Sprint, T-Mobile agree to merge to form $146 billion company
T-Mobile U.S. and Sprint have agreed to merge in a move to better compete against their two larger rivals in the cellphone business.
Why it matters: Regulators must still approve a deal and, in the past, authorities have been opposed to any deal that would reduce the number of national competitors from four to three.
The combined company will use the T-Mobile name and Sprint shareholders will get 0.10256 T-Mobile shares for each Sprint share they own.

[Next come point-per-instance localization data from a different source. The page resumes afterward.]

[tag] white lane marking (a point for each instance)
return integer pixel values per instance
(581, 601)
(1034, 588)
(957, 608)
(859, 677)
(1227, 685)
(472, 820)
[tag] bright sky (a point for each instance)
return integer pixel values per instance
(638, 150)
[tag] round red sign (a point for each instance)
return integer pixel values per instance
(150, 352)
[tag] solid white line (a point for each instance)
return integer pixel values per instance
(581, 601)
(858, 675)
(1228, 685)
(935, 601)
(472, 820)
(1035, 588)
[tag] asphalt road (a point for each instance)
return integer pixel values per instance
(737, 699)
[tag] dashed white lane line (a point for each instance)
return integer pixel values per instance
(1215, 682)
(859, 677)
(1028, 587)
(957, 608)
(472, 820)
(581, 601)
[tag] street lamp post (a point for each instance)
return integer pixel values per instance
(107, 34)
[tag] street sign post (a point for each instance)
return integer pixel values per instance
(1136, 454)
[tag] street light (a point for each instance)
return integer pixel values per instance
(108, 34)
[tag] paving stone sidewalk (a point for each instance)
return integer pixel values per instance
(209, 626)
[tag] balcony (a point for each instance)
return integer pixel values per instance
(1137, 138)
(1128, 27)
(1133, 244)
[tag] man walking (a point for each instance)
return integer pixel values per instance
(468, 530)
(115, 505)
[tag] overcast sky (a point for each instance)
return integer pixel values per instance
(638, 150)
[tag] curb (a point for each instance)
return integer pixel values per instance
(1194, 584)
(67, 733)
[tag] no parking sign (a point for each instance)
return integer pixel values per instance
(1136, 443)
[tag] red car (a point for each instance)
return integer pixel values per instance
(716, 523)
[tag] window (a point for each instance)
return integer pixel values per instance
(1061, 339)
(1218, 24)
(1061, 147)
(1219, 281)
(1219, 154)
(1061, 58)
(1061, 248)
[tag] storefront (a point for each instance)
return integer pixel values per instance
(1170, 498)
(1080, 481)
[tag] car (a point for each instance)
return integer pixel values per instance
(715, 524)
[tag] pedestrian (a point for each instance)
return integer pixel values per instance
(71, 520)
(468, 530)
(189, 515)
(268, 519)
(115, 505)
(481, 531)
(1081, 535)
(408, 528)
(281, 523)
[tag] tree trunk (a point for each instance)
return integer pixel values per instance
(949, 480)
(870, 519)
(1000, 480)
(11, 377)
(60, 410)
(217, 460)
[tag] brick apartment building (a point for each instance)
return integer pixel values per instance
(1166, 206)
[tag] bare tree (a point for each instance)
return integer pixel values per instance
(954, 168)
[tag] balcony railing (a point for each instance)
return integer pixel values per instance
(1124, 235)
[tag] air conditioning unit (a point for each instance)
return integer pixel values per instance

T-Mobile majority shareholder Deutsche Telekom will own about 42% of the combined company, while SoftBank (which owns a controlling interest in Sprint) will own 27%, while the public will hold the remaining 31%.

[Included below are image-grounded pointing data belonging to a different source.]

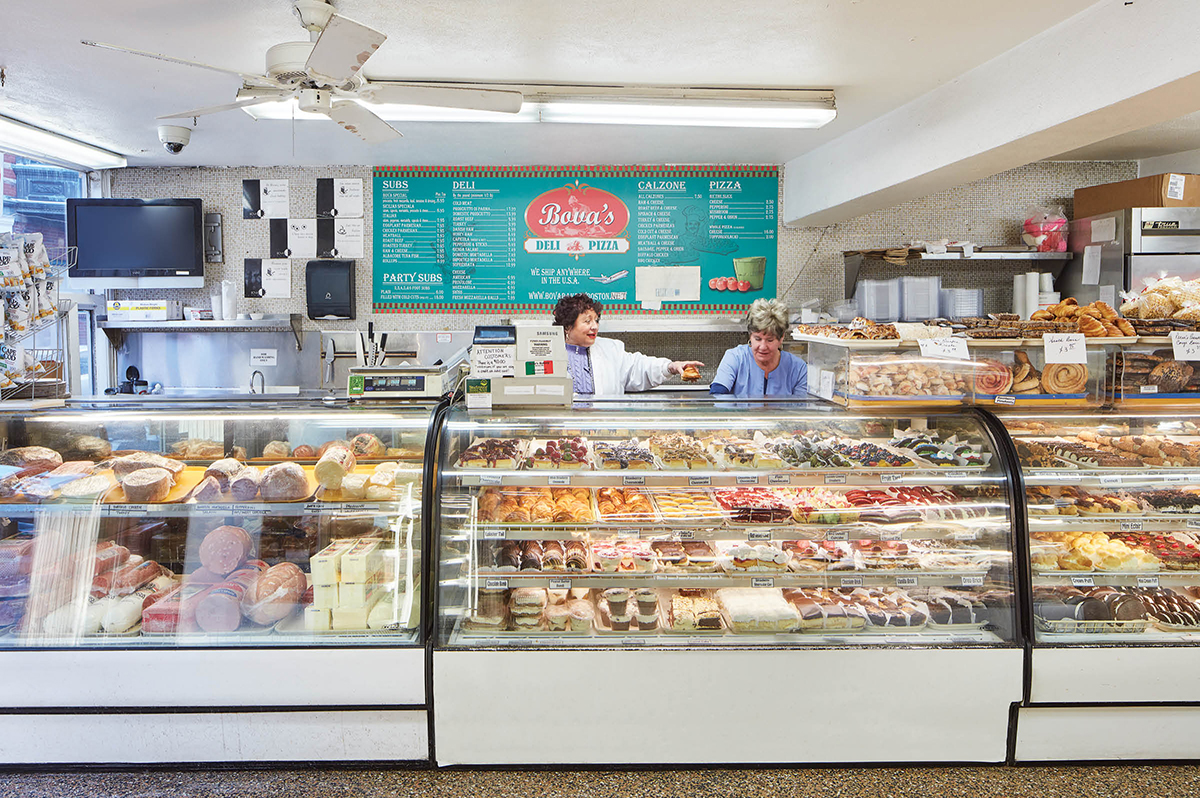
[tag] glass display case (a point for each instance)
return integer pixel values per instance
(657, 531)
(207, 537)
(1113, 515)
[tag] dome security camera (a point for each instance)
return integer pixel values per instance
(174, 138)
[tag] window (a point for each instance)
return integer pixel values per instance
(35, 199)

T-Mobile CEO John Legere will run the combined entity, with Sprint CEO Marcelo Claure joining the board.
The deal is expected to close next year, assuming regulators sign off. Of note, there is no regulatory break-up fee to either company if it gets vetoed.
Consumer impact: How consumers will fare is less clear. As much smaller rivals, Sprint and T-Mobile both competed aggressively on price. T-Mobile also led a number of industrywide shifts, including the moves away from subsidized smartphones and two-year contracts.
By the numbers: AT&T and Verizon would still be larger than the combined company, by number of subscribers, but not by much. Together, Sprint and T-Mobile have just under 30% of those who get service from one of the major carriers, compared to 38% for Verizon and 33% for AT&T, according to telecom analyst Roger Entner.
History Lesson: AT&T agreed to buy T-Mobile back in 2011, but pulled the deal once it became clear regulators would never approve it. That forced AT&T to hand over billions in cash along with valuable wireless spectrum to T-Mobile, helping fuel some of its recent success.
- Sprint and T-Mobile have held talks a number of times, scrapping the effort under President Obama after regulators signaled they would not allow it. The talks restarted after Donald Trump took office, but stalled over issues related to who would control the combined company.
- An FCC spokesman declined to comment “on potential or announced transactions.” The Justice Department also declined to comment.